Date of Award


Degree Type


Degree Name

Master of Science in Education (MSEd)


Education and Human Development

First Advisor

Dr. Arthur Smith


The primary purpose of this study was to investigate the literacy concepts related to reading that children have acquired by the end of kindergarten. A secondary purpose was to examine the relationship between these concepts and reading comprehension ability as indicated by performance on a standardized reading achievement test.

The subjects of this study were twenty kindergarten children randomly selected from six heterogeneous classes totaling 122 students. The students were interviewed individually and administered Clay's (1979) Concepts About Print test (CAP) entitled "Stones." The semi-structured interview was given to each child to determine the child's understanding of the purpose and process of reading. The following questions were asked: 1) "What is reading?" 2) "Can you read? When do you think you will learn to read?" 3) Why do you read or want to learn to read?" 4) "How is reading done?" 5) "What must you do to learn to read?" 6) "What is a word?" The interview was tape recorded and observations recorded.

Following the interview, the child was administered the Concept About Print test. The responses to each item of the test were scored and summarized in table form to show the items which most children responded to accurately.

The responses to the interview questions were analyzed and categorized to answer the following question: What concepts related to reading do children possess at the end of kindergarten?

Based on the results of the analysis of the responses to the interview questions and the analysis of the CAP test results, it was found that the children in this study have varied concepts of reading at the end of kindergarten. Each child's concept of reading was based on his experience and was unique.

Also investigated in this study was the relationship between children's Concepts About Print (CAP scores) and their reading comprehension ability (scores obtained from the California Achievement Test).

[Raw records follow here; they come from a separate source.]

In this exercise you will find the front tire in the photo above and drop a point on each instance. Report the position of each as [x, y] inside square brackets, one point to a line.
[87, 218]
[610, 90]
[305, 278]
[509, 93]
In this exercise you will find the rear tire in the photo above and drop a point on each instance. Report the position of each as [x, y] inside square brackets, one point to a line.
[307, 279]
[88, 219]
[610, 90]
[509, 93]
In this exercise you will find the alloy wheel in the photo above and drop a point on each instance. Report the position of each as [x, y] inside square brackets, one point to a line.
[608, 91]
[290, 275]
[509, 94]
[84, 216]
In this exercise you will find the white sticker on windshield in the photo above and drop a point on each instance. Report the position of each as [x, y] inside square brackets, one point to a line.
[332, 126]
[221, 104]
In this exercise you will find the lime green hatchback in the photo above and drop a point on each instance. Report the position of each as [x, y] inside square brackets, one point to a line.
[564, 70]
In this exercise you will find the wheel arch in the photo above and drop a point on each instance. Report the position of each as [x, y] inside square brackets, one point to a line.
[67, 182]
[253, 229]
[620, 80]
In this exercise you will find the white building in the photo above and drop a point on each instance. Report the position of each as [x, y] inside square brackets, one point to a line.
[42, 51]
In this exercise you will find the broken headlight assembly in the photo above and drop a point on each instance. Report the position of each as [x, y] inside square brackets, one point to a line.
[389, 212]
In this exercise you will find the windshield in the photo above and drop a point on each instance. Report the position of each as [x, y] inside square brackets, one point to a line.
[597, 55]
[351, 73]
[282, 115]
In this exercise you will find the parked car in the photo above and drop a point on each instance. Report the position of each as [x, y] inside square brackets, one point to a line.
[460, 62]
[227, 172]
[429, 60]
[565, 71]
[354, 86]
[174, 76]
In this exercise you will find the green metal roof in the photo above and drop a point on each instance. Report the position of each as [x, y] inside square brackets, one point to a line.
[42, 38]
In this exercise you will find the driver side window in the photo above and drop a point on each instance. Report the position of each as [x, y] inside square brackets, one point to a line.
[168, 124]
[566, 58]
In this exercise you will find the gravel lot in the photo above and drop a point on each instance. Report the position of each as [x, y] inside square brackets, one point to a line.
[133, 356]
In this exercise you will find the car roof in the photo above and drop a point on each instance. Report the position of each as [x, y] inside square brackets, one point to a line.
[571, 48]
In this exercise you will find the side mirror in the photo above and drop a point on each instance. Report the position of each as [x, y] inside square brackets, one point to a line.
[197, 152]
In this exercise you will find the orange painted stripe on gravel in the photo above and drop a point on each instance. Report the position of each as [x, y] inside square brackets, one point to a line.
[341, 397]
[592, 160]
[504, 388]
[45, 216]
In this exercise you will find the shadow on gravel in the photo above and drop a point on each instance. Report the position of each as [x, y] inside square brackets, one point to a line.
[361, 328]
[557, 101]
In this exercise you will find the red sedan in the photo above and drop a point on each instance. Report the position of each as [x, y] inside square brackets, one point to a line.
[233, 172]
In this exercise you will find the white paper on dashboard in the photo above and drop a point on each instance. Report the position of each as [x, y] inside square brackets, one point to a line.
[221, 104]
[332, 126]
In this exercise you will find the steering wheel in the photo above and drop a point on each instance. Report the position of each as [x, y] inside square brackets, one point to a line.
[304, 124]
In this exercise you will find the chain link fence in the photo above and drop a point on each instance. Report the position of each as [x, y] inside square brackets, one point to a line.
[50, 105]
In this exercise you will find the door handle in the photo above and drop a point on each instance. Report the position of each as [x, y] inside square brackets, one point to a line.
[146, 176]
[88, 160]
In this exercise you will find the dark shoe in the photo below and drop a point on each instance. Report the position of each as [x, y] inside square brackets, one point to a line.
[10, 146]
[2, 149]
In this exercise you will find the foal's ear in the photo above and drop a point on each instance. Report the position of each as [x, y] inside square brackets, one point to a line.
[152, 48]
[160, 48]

The raw scores from the CAP test and the CAT test were recorded and a Pearson Product Moment Correlation analysis was calculated to determine if a statistically significant relationship existed between children's concepts and reading ability.

The coefficient of correlation (r) was found to be .68 which indicated a moderately strong, positive association between the level of print awareness (CAP) and the level of reading comprehension ability (CAT) for the children in this study.